Hidden Champions, Fior & Gentz aus Lüneburg entwickeln Orthesen und Therapieschuhe für Patienten weltweit

Lüneburg. Für Menschen mit Lähmungen, Kniebeschwerden oder Muskelerkrankungen der Beine sind die Produkte von Fior & Gentz aus Lüneburg oft die letzte Rettung vor dem Rollstuhl. Jörg Fior, der gelernte Orthopädiemechanikmeister und Ralf Gentz, der Orthopädiemechaniker und Maschinenbauingenieur entwickeln feinmechanische Gelenke aus Titan und Stahl, die in sogenannte Orthesen eingebaut werden.

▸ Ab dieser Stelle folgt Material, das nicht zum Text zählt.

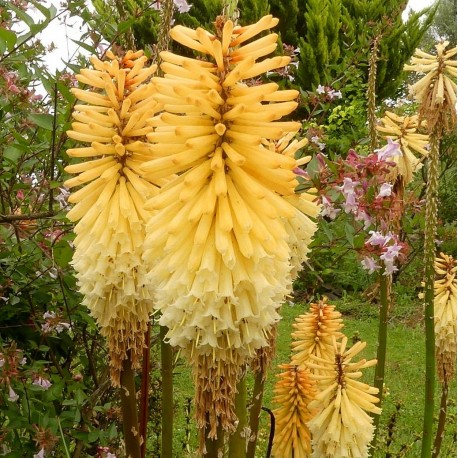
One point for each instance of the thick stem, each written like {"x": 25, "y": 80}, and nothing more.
{"x": 144, "y": 390}
{"x": 167, "y": 396}
{"x": 430, "y": 254}
{"x": 237, "y": 441}
{"x": 255, "y": 412}
{"x": 215, "y": 447}
{"x": 372, "y": 119}
{"x": 442, "y": 420}
{"x": 129, "y": 410}
{"x": 379, "y": 377}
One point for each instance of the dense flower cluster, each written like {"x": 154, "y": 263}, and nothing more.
{"x": 403, "y": 131}
{"x": 219, "y": 238}
{"x": 322, "y": 406}
{"x": 342, "y": 426}
{"x": 109, "y": 208}
{"x": 294, "y": 391}
{"x": 436, "y": 90}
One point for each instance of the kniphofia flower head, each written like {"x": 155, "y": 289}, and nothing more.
{"x": 445, "y": 301}
{"x": 294, "y": 391}
{"x": 112, "y": 120}
{"x": 342, "y": 426}
{"x": 315, "y": 333}
{"x": 436, "y": 90}
{"x": 217, "y": 237}
{"x": 403, "y": 131}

Eine Orthesen ist ein medizinisches Hilfsmittel, das eingeschränkt funktionstüchtige Körperteile unterstützt. Sie müssen von einem Arzt verordnet und von Fachleuten gebaut werden.

Als Jörg Fior und Ralf Gentz 1997 ihre Firma gründeten, hatte sich im Prothesenbau längst ein Trend zu High-Tech-Produkten durchgesetzt, während Orthesen als die Stiefkinder der Branche galten. "Sie waren technologisch nicht grundlegend weiterentwickelt worden. Häufig funktionierten sie nicht richtig, was dazu führte, dass Ärzte sie nicht verschrieben und sie bei den Patienten oft in der Ecke standen", erzählt Jörg Fior.

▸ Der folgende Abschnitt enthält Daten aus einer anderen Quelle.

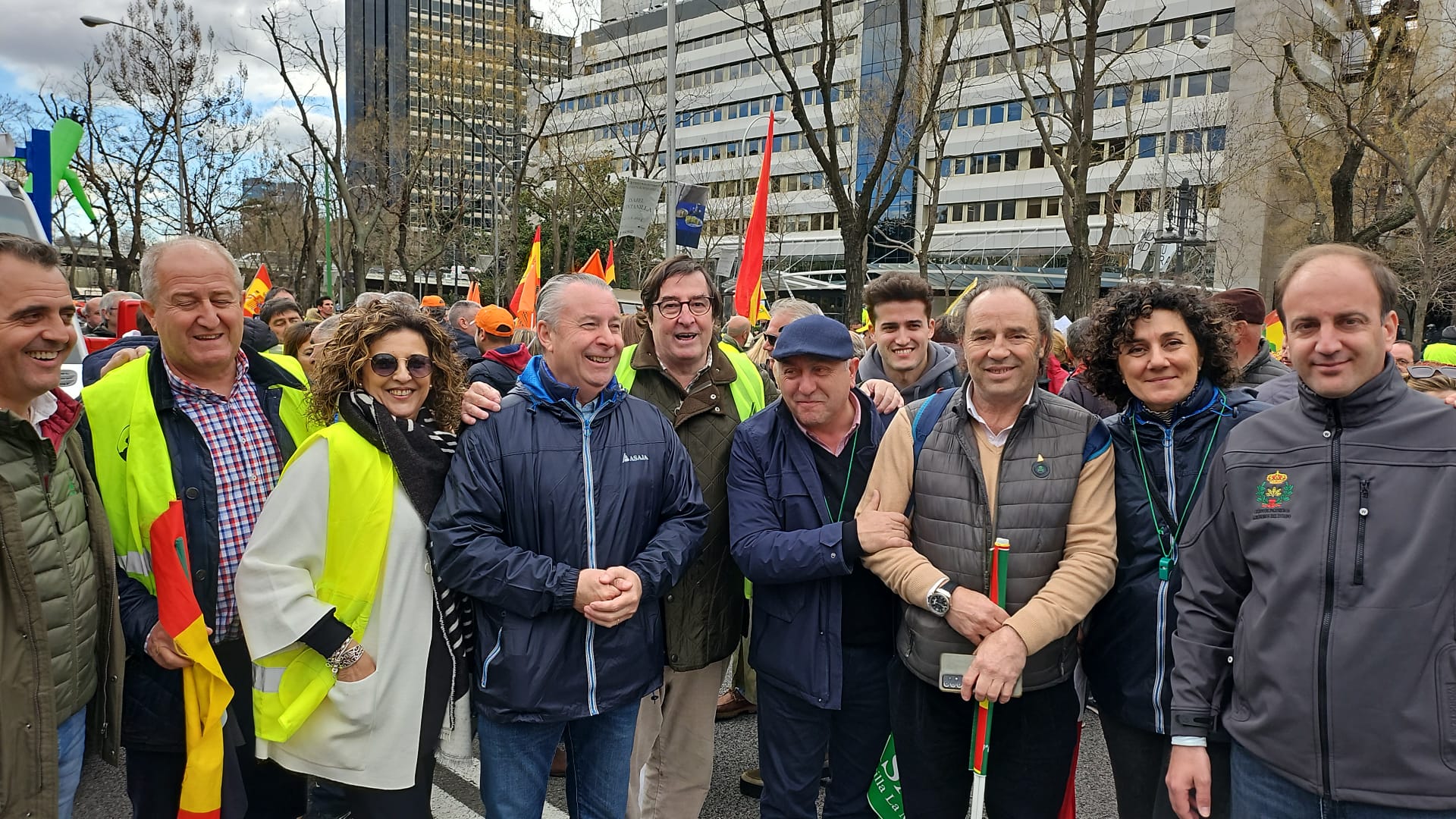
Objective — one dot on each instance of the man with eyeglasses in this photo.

Inzwischen hat sich das Image der Orthesen gebessert. Dazu beigetragen haben die Lüneburger Unternehmer. Mit Hilfe von 50 verschiedenen patentierten Gelenken können die Lüneburger Patienten mit unterschiedlichen Beschwerden weltweit helfen. Maschinenlärm und Produktionshallen sucht man in Lüneburg allerdings vergebens. Hier wird entwickelt, geprüft und montiert, produziert werden die Einzelteile von verschiedenen Auftragnehmern.

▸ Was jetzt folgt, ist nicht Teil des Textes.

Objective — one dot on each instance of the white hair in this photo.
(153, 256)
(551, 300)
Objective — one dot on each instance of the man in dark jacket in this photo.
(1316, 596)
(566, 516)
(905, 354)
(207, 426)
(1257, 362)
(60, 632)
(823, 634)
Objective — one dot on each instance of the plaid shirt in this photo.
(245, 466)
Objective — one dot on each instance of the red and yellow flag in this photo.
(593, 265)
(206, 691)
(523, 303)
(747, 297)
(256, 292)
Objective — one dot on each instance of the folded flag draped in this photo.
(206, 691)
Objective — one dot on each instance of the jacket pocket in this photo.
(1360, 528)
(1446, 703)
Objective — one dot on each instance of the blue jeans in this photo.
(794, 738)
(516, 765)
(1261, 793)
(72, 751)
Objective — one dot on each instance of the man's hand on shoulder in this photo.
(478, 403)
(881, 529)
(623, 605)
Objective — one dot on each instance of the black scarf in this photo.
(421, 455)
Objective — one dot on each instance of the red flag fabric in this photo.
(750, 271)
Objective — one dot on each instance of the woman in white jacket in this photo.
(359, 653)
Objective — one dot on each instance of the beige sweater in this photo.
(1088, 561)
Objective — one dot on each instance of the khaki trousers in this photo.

Um die Qualität ihrer Produkte zu garantieren, müssen die Orthopädietechniker, die für die betroffenen Patienten die Orthesen mit den patentierten Bauteilen zusammenbauen und anpassen, einen Zertifizierungsseminar bei Fior & Gentz absolvieren. "Da fährt ein Mitarbeiter von uns zu dem Sanitätshaus und begleitet eine Woche lang den Bau der Orthese vom Gipsabdruck bis zur Fertigstellung. Dabei lernen die Techniker alles über die Funktionsweise der Gelenke", erklärt Ralf Gentz.

Mittlerweile ist ihr Konzept nicht nur in Deutschland, sondern auch in anderen Ländern erfolgreich. "Die Patienten leben überall und wollen gute Qualität, egal ob in Japan, Spanien, Argentinien oder Norwegen", sagt Jörg Fior. Die weltweite Vernetzung gelingt durch den Besuch von Kongressen und Messen in aller Welt.

Ein anderes Standbein hat sich die Firma mit der Entwicklung von sogenannten Therapieschuhen geschaffen, die zum Beispiel nach Fußoperationen oder offenen Sprunggelenkfrakturen zum Einsatz kommen. Mit 40 verschiedenen Modellen ist Fior & Gentz Marktführer in Deutschland und zählt auch im europaweiten Vergleich zu den erfolgreichsten Wettbewerbern.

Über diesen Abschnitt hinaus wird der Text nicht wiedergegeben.